Evovest/EvoTrees.jl

Increasing max_depth causes memory leak

john-waczak opened this issue · 4 comments

I have been able to train an EvoTreeRegressor with the default parameters successfully. When I try to increase the max_depth parameter beyond 10 suddenly my memory usage spikes and Julia dies.

Here's a snippet from the REPL

julia> evo = EvoTreeRegressor(max_depth=15, rng=42)
EvoTreeRegressor(
    loss = EvoTrees.Linear(),
    nrounds = 10,
    λ = 0.0,
    γ = 0.0,
    η = 0.1,
    max_depth = 15,
    min_weight = 1.0,
    rowsample = 1.0,
    colsample = 1.0,
    nbins = 64,
    α = 0.5,
    metric = :mse,
    rng = MersenneTwister(42),
    device = "cpu")

julia> mach = machine(evo, Xtrain, CDOM_train)
Machine{EvoTreeRegressor{Float64,…},…} trained 0 times; caches data
  args: 
    1:  Source @710 ⏎ `Table{AbstractVector{Continuous}}`
    2:  Source @134 ⏎ `AbstractVector{Continuous}`


julia> fit!(mach, verbosity=2)
[ Info: Training Machine{EvoTreeRegressor{Float64,…},…}.

Process julia killed

@john-waczak Thanks for reporting!
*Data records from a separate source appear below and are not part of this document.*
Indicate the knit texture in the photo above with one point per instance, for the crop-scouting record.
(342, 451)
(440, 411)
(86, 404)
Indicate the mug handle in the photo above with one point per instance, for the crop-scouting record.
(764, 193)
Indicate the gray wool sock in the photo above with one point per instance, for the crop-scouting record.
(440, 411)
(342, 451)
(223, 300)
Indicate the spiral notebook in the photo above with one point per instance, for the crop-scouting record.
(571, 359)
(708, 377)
Good to know about this.

A complete minimum working example might speed up resolution, ideally without the the MLJ wrap.
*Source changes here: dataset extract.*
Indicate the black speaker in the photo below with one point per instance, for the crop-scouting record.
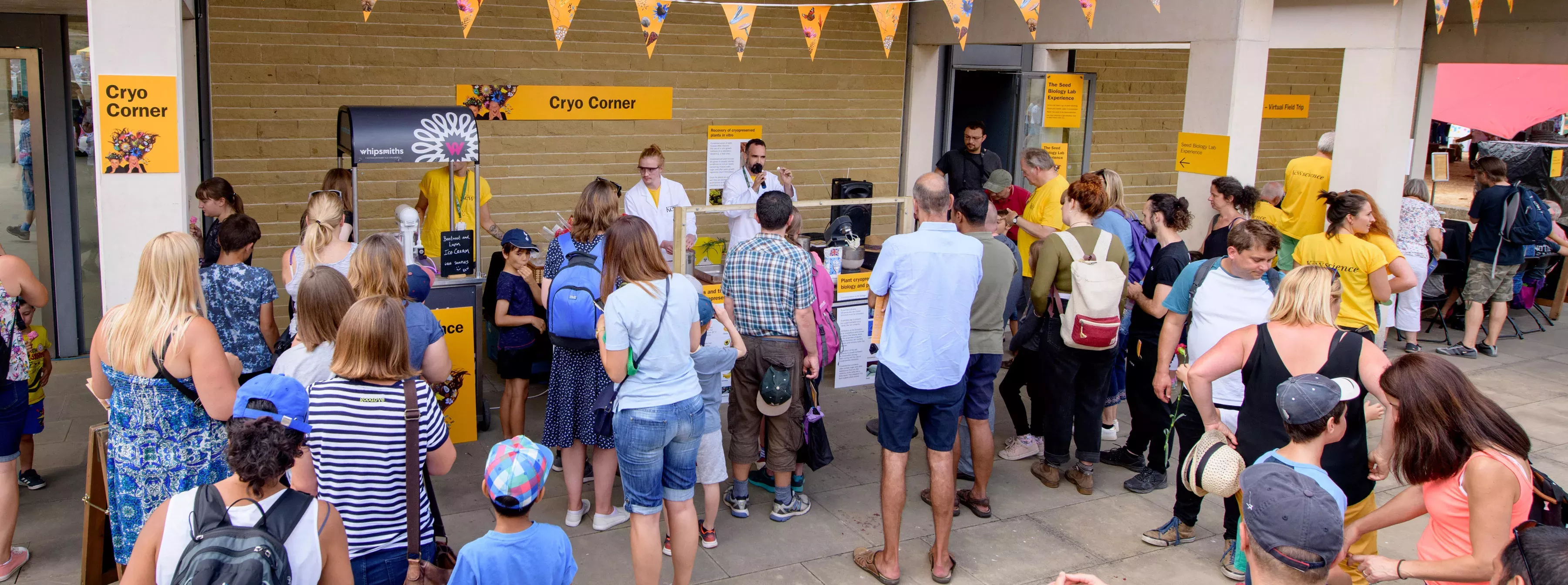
(860, 215)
Okay, here's a MWE. I crash when running the following on Ubuntu 21.04 machine w/ 16GB ram and 4 core i7-7700HQ @ 2.80GHz

using EvoTrees

# Simple Regression Demo
n=2000;
X = 2*(rand(n,2) .- 0.5);

y = X[:,1].^5 + X[:,2].^4 - X[:,1].^4 - X[:,2].^3

size(X)
size(y)

# train for first time with default settings
params1 = EvoTreeRegressor()
model = fit_evotree(params1, X, y)

# train wit increased max_depth
# this causes julia to crash
params2 = EvoTreeRegressor(max_depth=20)
model = fit_evotree(params2, X, y) 

Here's the output of Pkg.status:

(evoTree_bug) pkg> status
      Status `~/gitRepos/evoTree_bug/Project.toml`
  [f6006082] EvoTrees v0.8.4

Here's a screenshot of my memory usage:
image

Thanks for reporting!
For what I can tell, it doesn't seem an issue per se or a memory leak, but more of a consequence of the design choices geared toward fitting speed which results in significant memory pre-allocations. Specifically, histograms for each tree nodes are pre-allocated, and in the case of a depth of 20, there are over 500K such nodes. What appears like a memory leak is actually a long pre-allocation process.
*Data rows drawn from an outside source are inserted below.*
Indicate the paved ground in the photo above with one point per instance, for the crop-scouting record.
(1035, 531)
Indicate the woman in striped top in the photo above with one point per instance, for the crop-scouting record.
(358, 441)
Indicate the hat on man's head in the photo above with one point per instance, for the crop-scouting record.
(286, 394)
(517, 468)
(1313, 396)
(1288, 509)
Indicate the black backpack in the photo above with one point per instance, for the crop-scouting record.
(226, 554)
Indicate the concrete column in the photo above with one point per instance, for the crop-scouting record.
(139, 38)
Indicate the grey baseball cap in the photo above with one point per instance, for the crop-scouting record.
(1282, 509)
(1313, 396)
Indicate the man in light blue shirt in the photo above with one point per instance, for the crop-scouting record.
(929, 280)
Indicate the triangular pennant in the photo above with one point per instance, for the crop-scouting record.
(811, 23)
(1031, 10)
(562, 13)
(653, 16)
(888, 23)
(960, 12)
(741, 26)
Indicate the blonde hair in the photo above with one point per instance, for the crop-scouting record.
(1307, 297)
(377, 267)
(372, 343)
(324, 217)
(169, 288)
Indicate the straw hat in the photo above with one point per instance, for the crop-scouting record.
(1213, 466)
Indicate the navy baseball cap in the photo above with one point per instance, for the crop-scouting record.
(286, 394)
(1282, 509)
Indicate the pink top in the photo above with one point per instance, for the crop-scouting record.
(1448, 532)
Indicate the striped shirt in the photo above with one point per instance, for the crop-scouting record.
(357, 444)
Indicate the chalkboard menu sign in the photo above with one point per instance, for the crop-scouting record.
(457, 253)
However, in gradient boosted model, each tree act as a weak learner and as such, I'm not aware of situation where depth much greater than 10 were of any value. Typically, a depth in the 3-8 range will best perform. Let me know if you are in a situation where greater depth is needed. I'm afraid though a significantly different design, potentially less efficient, would be needed to support such scenarios,

@jeremiedb Thanks for your reply! That makes a lot of sense. I think I should be more than fine with a smaller max_depth. I was trying some hyper-parameter variation just to see what would happen and noticed the script kept dying once it got past 10 or so.